Nvidia recently announced the launch of its latest AI blueprint, aimed at helping developers across various industries to easily build intelligent agents that analyze video and image content. With this technology, users in any industry can efficiently search and summarize large volumes of visual data.
Global renowned companies like Accenture, Dell, and Lenovo have already started leveraging Nvidia's AI blueprint to develop visual AI agents, aiming to enhance productivity, optimize processes, and create safer environments. Various enterprises and public sector organizations are working on developing intelligent agents to strengthen the capabilities of jobs reliant on visual information, sourced from an increasing number of devices such as cameras, IoT sensors, and vehicles.
Nvidia's AI blueprint offers a comprehensive set of optimized software for video search and summarization. Developers can use it to build and deploy generative AI agents capable of understanding large volumes of real-time video streams or data archives. These agents can not only answer user queries but also generate summaries and issue alerts for specific scenarios.
As part of Nvidia Metropolis, the Nvidia AI blueprint provides a customizable workflow that combines Nvidia's computer vision and generative AI technologies. Developers can customize these visual AI agents through natural language prompts instead of complex code, thereby lowering the barriers to deploying virtual assistants in various industries and smart city applications.

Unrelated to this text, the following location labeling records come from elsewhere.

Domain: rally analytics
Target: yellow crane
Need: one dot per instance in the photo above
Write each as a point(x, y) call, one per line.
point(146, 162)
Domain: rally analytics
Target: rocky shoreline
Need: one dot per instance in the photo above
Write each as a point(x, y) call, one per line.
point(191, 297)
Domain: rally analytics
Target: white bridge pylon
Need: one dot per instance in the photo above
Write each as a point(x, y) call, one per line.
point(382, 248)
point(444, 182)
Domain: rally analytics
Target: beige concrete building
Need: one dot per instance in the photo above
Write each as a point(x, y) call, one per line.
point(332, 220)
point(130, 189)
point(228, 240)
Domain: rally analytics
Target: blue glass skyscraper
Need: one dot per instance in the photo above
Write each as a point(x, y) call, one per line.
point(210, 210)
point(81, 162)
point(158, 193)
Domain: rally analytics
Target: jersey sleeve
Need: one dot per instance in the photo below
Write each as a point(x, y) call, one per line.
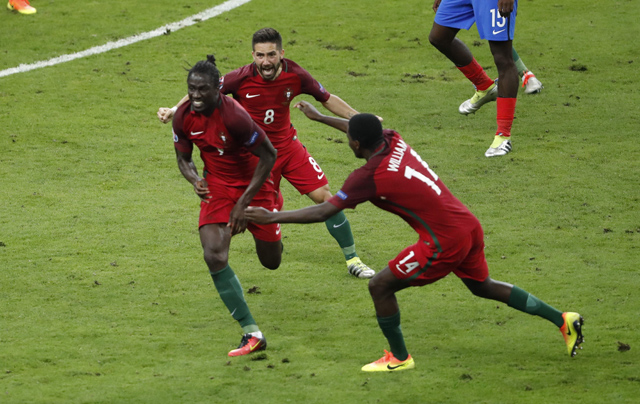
point(358, 188)
point(180, 139)
point(230, 82)
point(241, 126)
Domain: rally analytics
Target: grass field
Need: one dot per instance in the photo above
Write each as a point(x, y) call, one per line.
point(104, 296)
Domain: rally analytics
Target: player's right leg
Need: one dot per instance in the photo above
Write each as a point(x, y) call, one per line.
point(569, 323)
point(530, 82)
point(215, 239)
point(306, 176)
point(382, 289)
point(450, 18)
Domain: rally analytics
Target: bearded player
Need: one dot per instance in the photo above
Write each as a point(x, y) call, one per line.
point(265, 88)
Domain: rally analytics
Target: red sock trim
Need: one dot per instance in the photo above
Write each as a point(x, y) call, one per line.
point(476, 74)
point(504, 117)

The visual AI agents in Nvidia's AI blueprint are powered by Visual Language Models (VLMs), a type of generative AI model that combines computer vision and language understanding to interpret the physical world and perform reasoning tasks. Developers can flexibly configure and fine-tune Nvidia NIM microservices with other VLMs, LLMs, and graph databases to suit specific environments and use cases.

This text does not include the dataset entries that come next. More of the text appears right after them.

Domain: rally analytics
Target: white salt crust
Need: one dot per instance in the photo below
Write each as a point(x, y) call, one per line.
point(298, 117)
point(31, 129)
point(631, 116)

Adopting Nvidia's AI blueprint can help developers save months of work, avoiding the cumbersome process of researching and optimizing generative AI models for smart city applications. Whether on edge computing, on-premises, or in the cloud, solutions deployed on Nvidia GPUs can significantly speed up the screening of video archives and the identification of critical moments.
In warehouse environments, AI agents built on this workflow can issue alerts when safety protocols are violated; at busy intersections, AI agents can identify traffic accidents and generate reports to assist emergency responses. Additionally, visual AI agents can be used to summarize video content for visually impaired individuals, automatically generate sports event recaps, and help annotate large visual datasets to train other AI models.

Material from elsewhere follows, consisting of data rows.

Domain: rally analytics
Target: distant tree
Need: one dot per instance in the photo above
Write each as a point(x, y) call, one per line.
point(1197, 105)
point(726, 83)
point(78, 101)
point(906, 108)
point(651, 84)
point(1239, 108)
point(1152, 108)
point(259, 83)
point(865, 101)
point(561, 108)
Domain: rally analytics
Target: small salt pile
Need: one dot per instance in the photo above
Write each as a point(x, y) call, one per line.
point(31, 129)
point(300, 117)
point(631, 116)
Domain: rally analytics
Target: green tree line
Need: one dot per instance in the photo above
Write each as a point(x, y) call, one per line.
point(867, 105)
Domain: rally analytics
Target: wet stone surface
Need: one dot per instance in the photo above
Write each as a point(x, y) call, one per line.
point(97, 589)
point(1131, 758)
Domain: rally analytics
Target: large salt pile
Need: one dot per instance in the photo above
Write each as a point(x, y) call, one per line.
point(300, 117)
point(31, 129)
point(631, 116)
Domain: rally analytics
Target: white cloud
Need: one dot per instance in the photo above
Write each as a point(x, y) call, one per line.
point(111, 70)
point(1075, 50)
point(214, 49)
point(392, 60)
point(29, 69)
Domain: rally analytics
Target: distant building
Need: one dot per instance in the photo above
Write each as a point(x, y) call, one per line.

The launch of Nvidia's AI blueprint provides developers with a free platform for experience and download, and can be deployed in production through Nvidia AI Enterprise in accelerated data centers and cloud environments, thereby simplifying the data science process and generative AI development.
Key Points:
🌟 Nvidia's AI blueprint helps developers easily build intelligent agents to analyze video and image content.
🏙️ Global companies like Accenture, Dell, etc., are already applying this technology to enhance productivity and safety.
🛠️ Developers can customize AI agents through natural language prompts, lowering the technical threshold.